At Cooper Investors, we put a great deal of emphasis on management, and specifically what we describe as “focused management behaviour”. Management’s track record and its ability to operate the business and allocate capital are vital for long-term shareholder returns.

We’ve closely followed the management team at SiriusXM with an investment over four years, a period during which they’ve delivered consistent growth and returns.

Teaming up with the legendary Warren Buffett

Providing additional comfort is the fact we’re investing alongside controlling shareholder Malone with one of the best investment track records of the past 20 years, benefiting from his critical influence over capital allocation and overall strategy. Finally, the second-largest investor in the company after Malone is none other than Berkshire Hathaway – Warren Buffett’s investment vehicle has $US2 billion invested alongside us.
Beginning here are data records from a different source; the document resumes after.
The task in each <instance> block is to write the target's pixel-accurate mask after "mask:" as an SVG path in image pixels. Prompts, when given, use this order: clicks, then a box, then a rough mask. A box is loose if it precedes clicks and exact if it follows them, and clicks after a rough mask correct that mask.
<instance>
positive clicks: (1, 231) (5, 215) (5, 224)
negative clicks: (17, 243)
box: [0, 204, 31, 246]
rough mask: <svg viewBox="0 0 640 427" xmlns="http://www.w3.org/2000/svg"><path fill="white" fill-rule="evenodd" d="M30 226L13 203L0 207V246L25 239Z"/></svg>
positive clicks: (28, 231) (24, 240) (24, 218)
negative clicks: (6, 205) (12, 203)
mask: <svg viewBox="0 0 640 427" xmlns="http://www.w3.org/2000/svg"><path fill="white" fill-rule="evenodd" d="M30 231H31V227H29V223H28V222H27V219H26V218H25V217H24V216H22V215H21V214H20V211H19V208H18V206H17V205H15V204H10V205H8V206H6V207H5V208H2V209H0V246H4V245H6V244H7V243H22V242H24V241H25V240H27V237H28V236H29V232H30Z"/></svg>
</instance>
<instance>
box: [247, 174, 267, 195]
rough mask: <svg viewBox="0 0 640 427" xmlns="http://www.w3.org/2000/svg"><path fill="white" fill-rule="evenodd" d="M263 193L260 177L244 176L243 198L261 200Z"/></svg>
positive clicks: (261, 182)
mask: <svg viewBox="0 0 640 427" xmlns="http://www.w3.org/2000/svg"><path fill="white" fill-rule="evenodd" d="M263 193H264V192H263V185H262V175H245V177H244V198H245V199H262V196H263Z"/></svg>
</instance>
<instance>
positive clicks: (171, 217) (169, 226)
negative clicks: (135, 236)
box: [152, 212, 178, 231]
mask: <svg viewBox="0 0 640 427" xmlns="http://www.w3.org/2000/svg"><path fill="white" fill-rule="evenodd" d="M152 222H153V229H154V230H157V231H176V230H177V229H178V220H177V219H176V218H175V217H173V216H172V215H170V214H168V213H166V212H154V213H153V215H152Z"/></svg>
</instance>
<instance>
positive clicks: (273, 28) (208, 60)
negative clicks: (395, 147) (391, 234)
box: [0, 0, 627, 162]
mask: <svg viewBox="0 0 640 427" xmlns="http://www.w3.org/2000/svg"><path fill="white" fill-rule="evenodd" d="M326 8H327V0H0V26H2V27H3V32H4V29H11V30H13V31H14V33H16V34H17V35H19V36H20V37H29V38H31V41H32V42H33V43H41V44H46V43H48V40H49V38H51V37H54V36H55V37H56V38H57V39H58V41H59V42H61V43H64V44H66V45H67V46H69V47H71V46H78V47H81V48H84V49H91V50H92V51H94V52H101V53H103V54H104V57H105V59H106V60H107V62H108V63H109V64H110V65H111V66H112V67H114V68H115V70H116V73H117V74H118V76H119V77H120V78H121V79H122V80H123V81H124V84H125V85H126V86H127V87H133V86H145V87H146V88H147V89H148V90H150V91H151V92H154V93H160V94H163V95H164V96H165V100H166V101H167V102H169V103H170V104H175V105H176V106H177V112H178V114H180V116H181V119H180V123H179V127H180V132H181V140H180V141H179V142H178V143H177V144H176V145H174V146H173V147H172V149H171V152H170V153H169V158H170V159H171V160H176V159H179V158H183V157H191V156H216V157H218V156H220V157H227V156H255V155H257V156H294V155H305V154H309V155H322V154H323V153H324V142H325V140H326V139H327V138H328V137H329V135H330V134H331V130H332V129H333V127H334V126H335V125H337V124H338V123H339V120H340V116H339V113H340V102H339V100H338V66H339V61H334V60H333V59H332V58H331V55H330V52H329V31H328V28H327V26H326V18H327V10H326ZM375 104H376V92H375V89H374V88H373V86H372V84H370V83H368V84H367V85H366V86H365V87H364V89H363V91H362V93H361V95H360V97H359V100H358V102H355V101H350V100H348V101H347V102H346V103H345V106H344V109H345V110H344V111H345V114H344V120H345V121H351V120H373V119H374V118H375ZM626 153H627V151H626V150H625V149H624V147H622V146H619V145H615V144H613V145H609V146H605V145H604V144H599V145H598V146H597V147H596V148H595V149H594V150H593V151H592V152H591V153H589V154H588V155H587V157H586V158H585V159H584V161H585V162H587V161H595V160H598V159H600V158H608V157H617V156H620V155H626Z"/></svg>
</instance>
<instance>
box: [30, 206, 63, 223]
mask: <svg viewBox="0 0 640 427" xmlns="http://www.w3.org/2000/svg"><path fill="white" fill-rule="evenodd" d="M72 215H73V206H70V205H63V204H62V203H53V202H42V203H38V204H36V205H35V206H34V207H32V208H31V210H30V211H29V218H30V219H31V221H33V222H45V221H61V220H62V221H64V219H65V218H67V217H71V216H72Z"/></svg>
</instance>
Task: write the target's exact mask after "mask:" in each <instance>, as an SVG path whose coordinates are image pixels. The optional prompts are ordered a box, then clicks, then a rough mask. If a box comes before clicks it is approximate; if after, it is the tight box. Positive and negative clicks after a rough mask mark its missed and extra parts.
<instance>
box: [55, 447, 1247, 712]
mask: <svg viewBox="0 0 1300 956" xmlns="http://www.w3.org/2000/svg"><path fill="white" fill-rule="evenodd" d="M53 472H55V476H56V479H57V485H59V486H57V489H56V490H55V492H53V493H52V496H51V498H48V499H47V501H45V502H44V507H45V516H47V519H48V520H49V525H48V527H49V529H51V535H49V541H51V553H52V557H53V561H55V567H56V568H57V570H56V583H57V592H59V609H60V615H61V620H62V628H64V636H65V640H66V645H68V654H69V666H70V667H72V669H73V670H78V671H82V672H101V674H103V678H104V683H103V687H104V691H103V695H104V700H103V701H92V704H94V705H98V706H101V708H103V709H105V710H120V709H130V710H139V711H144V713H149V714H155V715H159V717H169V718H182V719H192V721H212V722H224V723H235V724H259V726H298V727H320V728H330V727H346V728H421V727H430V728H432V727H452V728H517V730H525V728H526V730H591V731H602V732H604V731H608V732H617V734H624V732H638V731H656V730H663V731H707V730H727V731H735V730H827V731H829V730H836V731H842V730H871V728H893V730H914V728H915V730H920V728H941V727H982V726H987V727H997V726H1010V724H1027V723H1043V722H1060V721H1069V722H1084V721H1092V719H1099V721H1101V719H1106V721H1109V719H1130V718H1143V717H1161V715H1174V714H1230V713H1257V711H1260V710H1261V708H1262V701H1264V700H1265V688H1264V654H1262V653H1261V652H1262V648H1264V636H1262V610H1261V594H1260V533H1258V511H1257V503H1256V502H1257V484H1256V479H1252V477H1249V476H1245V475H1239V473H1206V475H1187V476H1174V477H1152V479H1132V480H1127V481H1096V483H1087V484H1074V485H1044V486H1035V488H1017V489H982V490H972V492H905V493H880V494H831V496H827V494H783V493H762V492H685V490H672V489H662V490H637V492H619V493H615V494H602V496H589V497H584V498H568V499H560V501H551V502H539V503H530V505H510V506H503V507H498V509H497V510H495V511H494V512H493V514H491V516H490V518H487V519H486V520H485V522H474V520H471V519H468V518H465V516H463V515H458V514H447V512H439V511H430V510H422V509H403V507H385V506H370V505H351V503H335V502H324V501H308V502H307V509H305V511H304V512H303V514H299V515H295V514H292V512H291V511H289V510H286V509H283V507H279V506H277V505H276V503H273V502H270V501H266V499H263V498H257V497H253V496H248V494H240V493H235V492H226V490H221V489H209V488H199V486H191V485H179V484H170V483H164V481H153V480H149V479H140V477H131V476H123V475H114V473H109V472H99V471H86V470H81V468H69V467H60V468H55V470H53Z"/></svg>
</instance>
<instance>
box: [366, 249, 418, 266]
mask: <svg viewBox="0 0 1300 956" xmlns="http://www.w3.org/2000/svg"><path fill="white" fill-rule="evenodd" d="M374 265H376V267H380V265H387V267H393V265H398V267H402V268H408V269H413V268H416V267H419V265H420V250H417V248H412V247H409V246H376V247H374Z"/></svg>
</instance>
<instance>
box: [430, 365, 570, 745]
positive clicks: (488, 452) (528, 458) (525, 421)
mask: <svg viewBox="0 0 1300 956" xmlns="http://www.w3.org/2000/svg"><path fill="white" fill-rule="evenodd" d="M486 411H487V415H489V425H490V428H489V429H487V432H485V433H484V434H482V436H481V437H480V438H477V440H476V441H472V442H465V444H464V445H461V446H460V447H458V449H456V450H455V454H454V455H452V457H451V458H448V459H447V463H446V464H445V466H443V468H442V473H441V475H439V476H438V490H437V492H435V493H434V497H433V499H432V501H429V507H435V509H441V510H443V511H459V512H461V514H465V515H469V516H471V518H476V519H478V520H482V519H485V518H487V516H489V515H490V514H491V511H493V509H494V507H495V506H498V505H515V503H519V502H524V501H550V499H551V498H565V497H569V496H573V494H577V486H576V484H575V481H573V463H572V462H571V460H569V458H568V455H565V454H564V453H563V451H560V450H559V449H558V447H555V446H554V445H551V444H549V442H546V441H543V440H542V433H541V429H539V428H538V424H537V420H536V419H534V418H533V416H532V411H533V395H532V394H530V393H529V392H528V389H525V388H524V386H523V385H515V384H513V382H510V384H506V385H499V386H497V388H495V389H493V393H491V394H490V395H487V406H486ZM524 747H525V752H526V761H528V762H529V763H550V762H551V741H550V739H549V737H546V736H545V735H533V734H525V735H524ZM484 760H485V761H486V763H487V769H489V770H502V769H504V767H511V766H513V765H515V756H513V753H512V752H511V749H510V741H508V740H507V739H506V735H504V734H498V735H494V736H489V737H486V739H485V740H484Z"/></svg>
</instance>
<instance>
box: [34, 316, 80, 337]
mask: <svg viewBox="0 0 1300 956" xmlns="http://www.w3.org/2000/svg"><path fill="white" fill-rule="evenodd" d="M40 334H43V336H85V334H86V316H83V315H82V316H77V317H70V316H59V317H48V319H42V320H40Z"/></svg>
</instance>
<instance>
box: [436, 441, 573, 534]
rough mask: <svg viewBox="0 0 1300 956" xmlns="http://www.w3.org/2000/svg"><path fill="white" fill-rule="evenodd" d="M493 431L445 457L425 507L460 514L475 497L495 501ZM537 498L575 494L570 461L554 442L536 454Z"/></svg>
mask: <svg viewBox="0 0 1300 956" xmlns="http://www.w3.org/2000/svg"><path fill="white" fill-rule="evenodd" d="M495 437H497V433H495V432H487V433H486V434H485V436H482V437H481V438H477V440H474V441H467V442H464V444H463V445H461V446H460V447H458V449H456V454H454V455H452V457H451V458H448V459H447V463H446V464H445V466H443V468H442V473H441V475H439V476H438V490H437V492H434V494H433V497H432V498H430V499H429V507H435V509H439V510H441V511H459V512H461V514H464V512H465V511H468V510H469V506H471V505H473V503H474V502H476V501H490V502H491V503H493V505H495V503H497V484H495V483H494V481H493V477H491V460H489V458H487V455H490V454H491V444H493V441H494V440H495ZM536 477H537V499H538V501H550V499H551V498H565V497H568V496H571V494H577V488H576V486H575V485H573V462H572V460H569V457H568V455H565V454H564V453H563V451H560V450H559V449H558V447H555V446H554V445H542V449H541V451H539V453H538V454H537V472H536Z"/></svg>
While we own both SiriusXM and Liberty SiriusXM, we presented the Liberty SiriusXM tracking stock at the investment conference as this is the vehicle in which Malone owns his stake. It trades at a 30 per cent discount to NAV – essentially just the listed SiriusXM shares.

Malone’s comments and our analysis suggests this situation is unlikely to persist over the long term and that patient shareholders will be rewarded as Liberty takes action to close the discount. In the meantime, we own an attractively priced core SiriusXM business with sustainable growing free cashflow and sizeable upside from driving the Pandora business into profitability.

Allan Goldstein, portfolio manager global equities, Cooper Investors Pty Ltd.